As the title asks.
My understanding of a deque was that it allocated "blocks". I don't see how allocating more space invalidates iterators, and if anything, one would think that a deque's iterators would have more guarantees than a vector's, not less.
Deque is typically implemented as a circular buffer. If it needs to allocate more space, it needs to copy items from the old buffer to the new one, invalidating any pointers to the old buffer.
Even when you are allocating in chunks, an insert will cause that particular chunk to be reallocated if there isn't enough space (as is the case with vectors).
The key thing is not to make any assumptions just treat the iterator as if it will be invalidated.
Even if it works fine now, a later version of the compiler or the compiler for a different platform might come along and break your code. Alternatively, a colleague might come along and decide to turn your deque into a vector or linked list.
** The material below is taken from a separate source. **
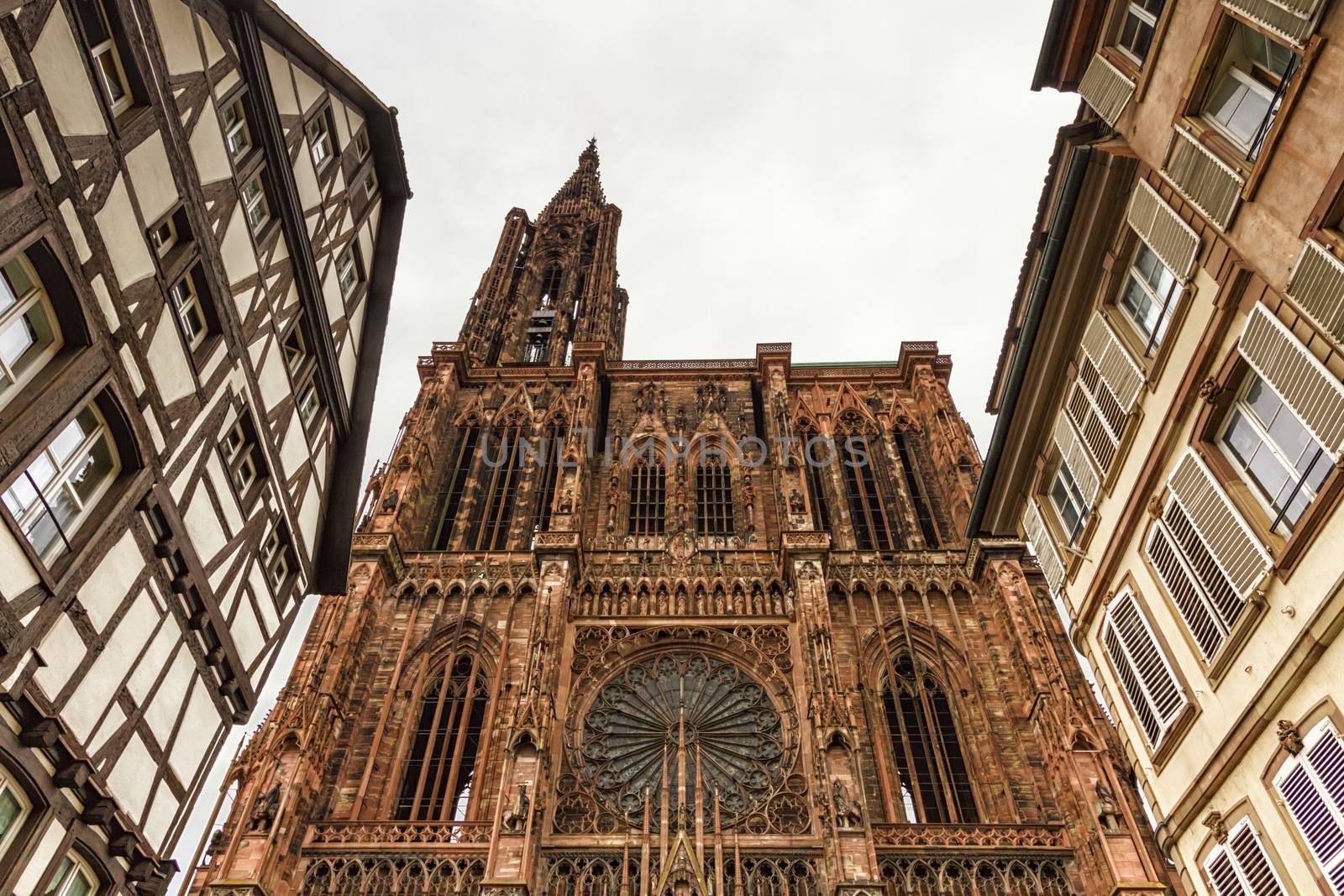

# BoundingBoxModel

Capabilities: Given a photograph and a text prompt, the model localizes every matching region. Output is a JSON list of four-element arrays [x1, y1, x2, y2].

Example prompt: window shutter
[[1274, 719, 1344, 893], [1055, 414, 1100, 506], [1238, 304, 1344, 462], [1102, 591, 1185, 747], [1078, 52, 1134, 128], [1084, 313, 1144, 414], [1288, 239, 1344, 345], [1021, 498, 1064, 594], [1167, 448, 1270, 598], [1223, 0, 1326, 47], [1163, 126, 1246, 230], [1127, 180, 1199, 284], [1205, 818, 1284, 896]]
The C++ standard doesn't specify how deque is implemented. It isn't required to allocate new space by allocating a new chunk and chaining it on to the previous ones, all that's required is that insertion at each end be amortized constant time.
So, while it's easy to see how to implement deque such that it gives the guarantee you want, that's not the only way to do it.
What's more interesting is that push_back and push_front will not invalidate any references to a deque's elements. Only iterators are to be assumed invalid.
The standard, to my knowledge, doesn't state why. However if an iterator were implemented that was aware of its immediate neighbors - as a list is - that iterator would become invalid if it pointed to an element that was both at the edge of the deque and the edge of a block.
Because the standard says it can. It does not mandate that deque be implemented as a list of chunks. It mandates a particular interface with particular pre and post conditions and particular algorithmic complexity minimums.
Implementors are free to implement the thing in whatever way they choose, so long as it meets all of those requirements. A sensible implementation might use lists of chunks, or it might use some other technique with different trade-offs.
It's probably impossible to say that one technique is strictly better than another for all users in all situations. Which is why the standard gives implementors some freedom to choose.